First, Takeda moved to strike the expert's opinion that PCT Publication No. WO 00/09092 ("Dietrich") anticipated the asserted claims of U.S. Patent No. 8,461,187 ("the '187 patent"). Takeda argued that TWi could not have its expert opine that Dietrich was both a 102 and 103 reference, when TWi's previous invalidity contentions only alleged Dietrich "render[s] obvious all the asserted claims" and did not explicitly state Dietrich "anticipated" the asserted claims. In its opposition, TWi argued that it implicitly disclosed that Dietrich must be anticipatory, because it had alleged that Dietrich alone rendered the claims invalid in its contentions. Judge Koh disagreed, because anticipation and obviousness are distinct legal theories and a single reference can also render a claim obvious. This was further supported by TWi's failure to provide a citation to Dietrich for a limitation of Claim 1, suggesting that there was nothing purely anticipatory in Dietrich for that limitation. Judge Koh thus struck the anticipation theory because "the Invalidity Contentions did not disclose where Dietrich teaches each limitation of the asserted claims."

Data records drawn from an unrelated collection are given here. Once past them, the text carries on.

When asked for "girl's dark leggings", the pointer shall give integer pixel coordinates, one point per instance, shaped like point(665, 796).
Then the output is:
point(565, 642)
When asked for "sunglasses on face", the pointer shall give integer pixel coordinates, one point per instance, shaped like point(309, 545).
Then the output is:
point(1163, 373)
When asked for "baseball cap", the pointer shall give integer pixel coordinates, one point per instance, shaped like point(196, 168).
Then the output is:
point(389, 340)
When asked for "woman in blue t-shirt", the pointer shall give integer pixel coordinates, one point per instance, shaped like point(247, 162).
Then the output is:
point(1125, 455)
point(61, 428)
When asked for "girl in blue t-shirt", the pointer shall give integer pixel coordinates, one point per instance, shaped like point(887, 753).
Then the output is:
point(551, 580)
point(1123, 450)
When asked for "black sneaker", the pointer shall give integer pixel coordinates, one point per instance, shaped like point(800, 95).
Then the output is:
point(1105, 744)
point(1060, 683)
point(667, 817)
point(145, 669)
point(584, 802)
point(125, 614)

Next, Takeda moved to strike the expert's opinion that presented an additional non-enablement theory of invalidity for U.S. Patent No. 8,173,158 ("the '158 patent") pursuant to 35 U.S.C. §112 ¶1. The patent claimed a method of treatment that could be administered under "fasted or fed conditions," which Judge Koh construed to mean "without regard to food." TWi's new expert non-enablement theory contended that the patent did not enable a treatment that could be administered "without regard to food" and therefore required undue experimentation. TWi argued this new theory was actually a part of a bioequivalence theory that it did disclose in its invalidity contentions. Judge Koh again disagreed. She found that the bioequivalency theory1 only asserted "a failure to adequately enable bioequivalencey with statistical significance," which did not touch on the formulation of a treatment administered with or without food. Furthermore, TWi's contentions did not even mention that one of ordinary skill would require "undue experimentation" to practice the claims "without regard to food" based on the disclosures of the '158 patent specification.

Judge Koh did note that TWi was not prevented from relying on an example in Dietrich that was not specifically cited in its contentions, because the example was not "divorced" form the cited portions of Dietrich. And, an 11 page long reference was not burdensome for Takeda to review in its entirety.

Finally, Judge Koh did not need to consider the prejudice to the parties, because TWi failed to show diligence in amending its contentions. TWi possessed the whole Dietrich reference when it first filed its initial invalidity contentions. Similarly, the new non-enablement theory could have been alleged based solely on the '158 patent's specification. Nevertheless, Judge Koh concluded that Takeda would be prejudiced by admitting these theories at this late stage in litigation.

The Patent Local Rules are in place for a reason—to focus complex litigation early in the case. A party cannot skate around these early notice requirements, and must ensure it explicitly states all possible theories that the evidence it has supports. Non-compliance or partial-compliance can and will result in harsh penalties – no punishment intended.


1.TWi's bioequivalence theory in its invalidity contentions asserted the following: Claim 9 in the '158 patent recites the limitation "wherein the administration of the composition to a human subject in a fed state is bioequivalent to administration of the composition to a human subject in a fasted state." Claims 10 and 11, which both depend from Claim 9, recite bioequivalence is established with a 90% Confidence Interval between 0.80 and 1.25. However, the '158 patent's specification included Confidence Interval values outside of the 0.80-1.25 range. Therefore, the claims were not enabled.

The content of this article is intended to provide a general guide to the subject matter. Specialist advice should be sought about your specific circumstances.